Part of this was discovering the timing for the data and the strobe. I could see the read in response to the strobe which is about 100us after the strobe.
The uP board seems to check the state of the strobe so it’s not just about the leading edge. Keeping it down for too long gives repeat characters.
I went through all 256 values to see what each does. Some were obvious; others less so. They certainly aren’t ASCII. The highest bit seemed to indicate shift.
The standard characters were easy to detect, but the function keys were very challenging. There is a lot of guessing involved. Trial and error. It would be impossible without the manual.
[It worked remarkably well, but my timings were out by a mile.]
Scanning the keyboard
Having bit 3 of the scan register asserted prevents the uP card from recognising characters transmitted using the code above. I could not work out why. [This line indicates that a key is down and is fed into the status register. If the 8085 software doesn’t see it, then it thinks the key is up.]
All the scan lines are driven from one register. 4 to set the stimulation line. 3 to set the sense line. 1 to generate a pulse. Timings were unknown but i was hoping it could be done in less than a millisecond. [A few microseconds works. The actual keyboard has the pulse low for about 50us and high for about 12us.]
The secondary pulse was quite short. About 100ns but the stimulation circuit needs to reload – there’s a capacitor that provides a small reservoir of charge and after that the current falls back to the DC level.

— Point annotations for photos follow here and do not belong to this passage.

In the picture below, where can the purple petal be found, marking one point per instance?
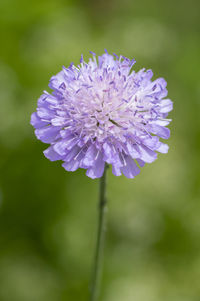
(130, 170)
(36, 121)
(47, 134)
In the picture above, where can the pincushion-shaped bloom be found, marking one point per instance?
(103, 112)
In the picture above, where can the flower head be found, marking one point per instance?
(103, 112)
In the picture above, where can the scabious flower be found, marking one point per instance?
(103, 112)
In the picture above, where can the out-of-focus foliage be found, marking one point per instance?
(48, 216)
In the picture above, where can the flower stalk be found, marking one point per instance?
(98, 259)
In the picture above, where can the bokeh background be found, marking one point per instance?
(48, 216)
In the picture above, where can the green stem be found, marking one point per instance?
(96, 276)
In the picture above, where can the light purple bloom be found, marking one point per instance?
(102, 112)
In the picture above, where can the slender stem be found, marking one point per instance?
(98, 259)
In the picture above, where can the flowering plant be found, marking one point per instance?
(100, 113)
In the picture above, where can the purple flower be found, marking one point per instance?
(102, 112)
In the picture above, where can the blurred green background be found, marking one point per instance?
(48, 216)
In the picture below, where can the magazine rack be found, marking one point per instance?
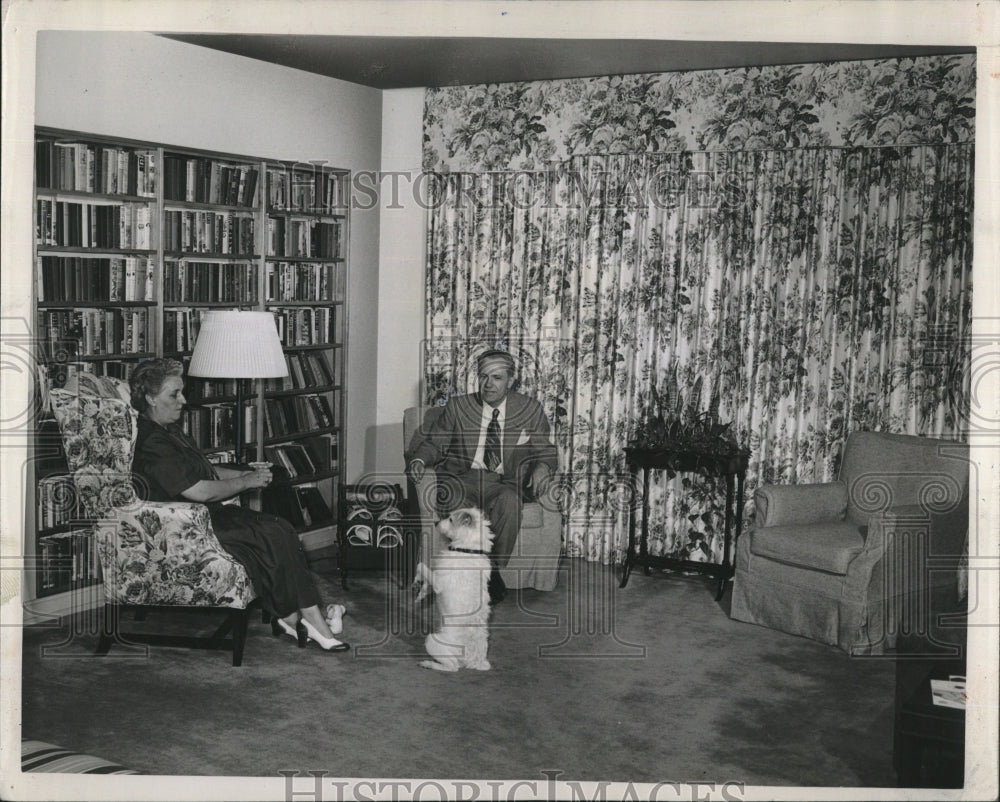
(373, 533)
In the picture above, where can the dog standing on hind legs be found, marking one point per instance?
(459, 578)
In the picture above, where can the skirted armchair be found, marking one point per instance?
(854, 562)
(534, 562)
(151, 554)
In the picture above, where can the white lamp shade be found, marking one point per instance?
(238, 345)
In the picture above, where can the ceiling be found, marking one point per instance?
(387, 62)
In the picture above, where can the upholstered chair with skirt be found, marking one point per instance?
(152, 554)
(858, 561)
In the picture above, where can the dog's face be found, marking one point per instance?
(468, 529)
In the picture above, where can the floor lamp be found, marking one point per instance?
(238, 345)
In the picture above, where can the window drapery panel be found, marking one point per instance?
(800, 294)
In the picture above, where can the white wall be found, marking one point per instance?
(401, 276)
(140, 86)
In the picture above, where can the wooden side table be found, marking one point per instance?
(731, 465)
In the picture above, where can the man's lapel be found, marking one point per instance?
(512, 426)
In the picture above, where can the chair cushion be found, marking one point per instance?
(531, 515)
(38, 756)
(828, 547)
(882, 471)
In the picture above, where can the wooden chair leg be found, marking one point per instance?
(240, 619)
(109, 629)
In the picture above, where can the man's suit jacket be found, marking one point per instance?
(449, 443)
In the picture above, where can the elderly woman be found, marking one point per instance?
(169, 466)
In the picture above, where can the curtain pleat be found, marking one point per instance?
(798, 294)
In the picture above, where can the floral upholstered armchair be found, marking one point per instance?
(152, 554)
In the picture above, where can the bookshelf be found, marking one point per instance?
(135, 241)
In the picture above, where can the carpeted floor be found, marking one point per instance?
(650, 683)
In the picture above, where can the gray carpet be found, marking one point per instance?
(650, 683)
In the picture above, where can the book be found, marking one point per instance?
(949, 692)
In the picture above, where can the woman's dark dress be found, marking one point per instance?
(167, 462)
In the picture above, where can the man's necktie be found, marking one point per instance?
(491, 452)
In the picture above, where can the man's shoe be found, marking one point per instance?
(496, 588)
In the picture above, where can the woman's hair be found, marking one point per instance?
(148, 378)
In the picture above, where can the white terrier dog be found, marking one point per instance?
(459, 578)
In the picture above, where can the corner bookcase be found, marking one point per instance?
(134, 242)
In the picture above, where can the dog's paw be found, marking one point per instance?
(434, 664)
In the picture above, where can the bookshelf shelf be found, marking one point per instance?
(95, 304)
(312, 477)
(327, 388)
(317, 302)
(79, 194)
(272, 257)
(314, 347)
(77, 249)
(179, 205)
(135, 241)
(299, 214)
(292, 436)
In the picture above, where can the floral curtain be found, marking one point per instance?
(800, 294)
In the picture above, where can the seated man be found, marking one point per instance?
(494, 443)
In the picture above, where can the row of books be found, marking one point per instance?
(57, 501)
(96, 332)
(312, 190)
(61, 372)
(213, 425)
(299, 413)
(198, 389)
(306, 237)
(67, 560)
(305, 325)
(209, 282)
(94, 279)
(180, 329)
(83, 167)
(200, 180)
(309, 281)
(306, 456)
(208, 232)
(307, 369)
(87, 224)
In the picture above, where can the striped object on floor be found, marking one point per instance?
(40, 756)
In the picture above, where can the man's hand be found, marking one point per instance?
(541, 475)
(417, 469)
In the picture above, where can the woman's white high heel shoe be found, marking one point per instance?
(279, 626)
(326, 644)
(335, 617)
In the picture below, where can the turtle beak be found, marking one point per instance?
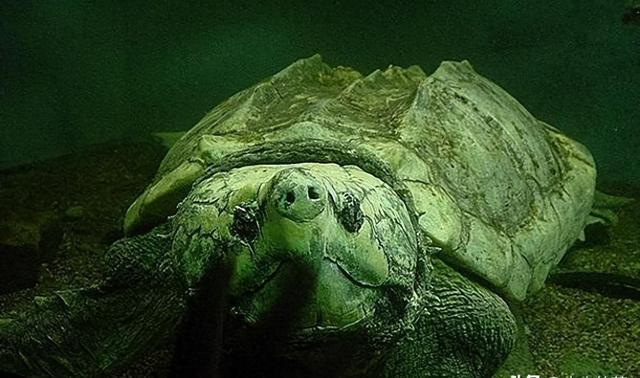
(296, 195)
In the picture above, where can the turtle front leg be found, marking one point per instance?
(92, 331)
(466, 331)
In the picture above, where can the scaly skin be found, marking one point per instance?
(314, 269)
(96, 330)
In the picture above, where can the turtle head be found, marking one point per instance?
(312, 247)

The pulse is about 500mV peak. The comparator inputs are set pretty close (about 15mV) so it shouldn’t have taken much to get a logic pulse. I couldn’t get one. I couldn’t provoke the comparator to ever go low so concluded that the LM319N was faulty.
A replacement LM319N did the trick. Keystrokes were recognised easily and within a 1us, I found there were false alarms, so I set it up to scan several times and need multiple hits to recognise a keystroke.
[I realised just recently that there is a uC output, pin 21, that affects the comparator threshold. It is normally high but goes low when a key is released. I suspect it provides some hysteresis. I’m not using it at the moment.]
I messed around with the dwell on each key to make sure I didn’t get multiple characters and I didn’t miss any keystrokes. I added code to work with shift keys and to auto-repeat.
Once the keystrokes were working, it was easy enough to collect the scan codes for each key.
Mapping Keys
Determining the key mapping without a working keyboard was quite an exercise, and I got remarkably close considering i had no understanding of the underlying protocol. [A working keyboard resolved the last of the protocol and mapping issues.]

And with this i had a working system with a pretty awful looking screen and a new USB interface!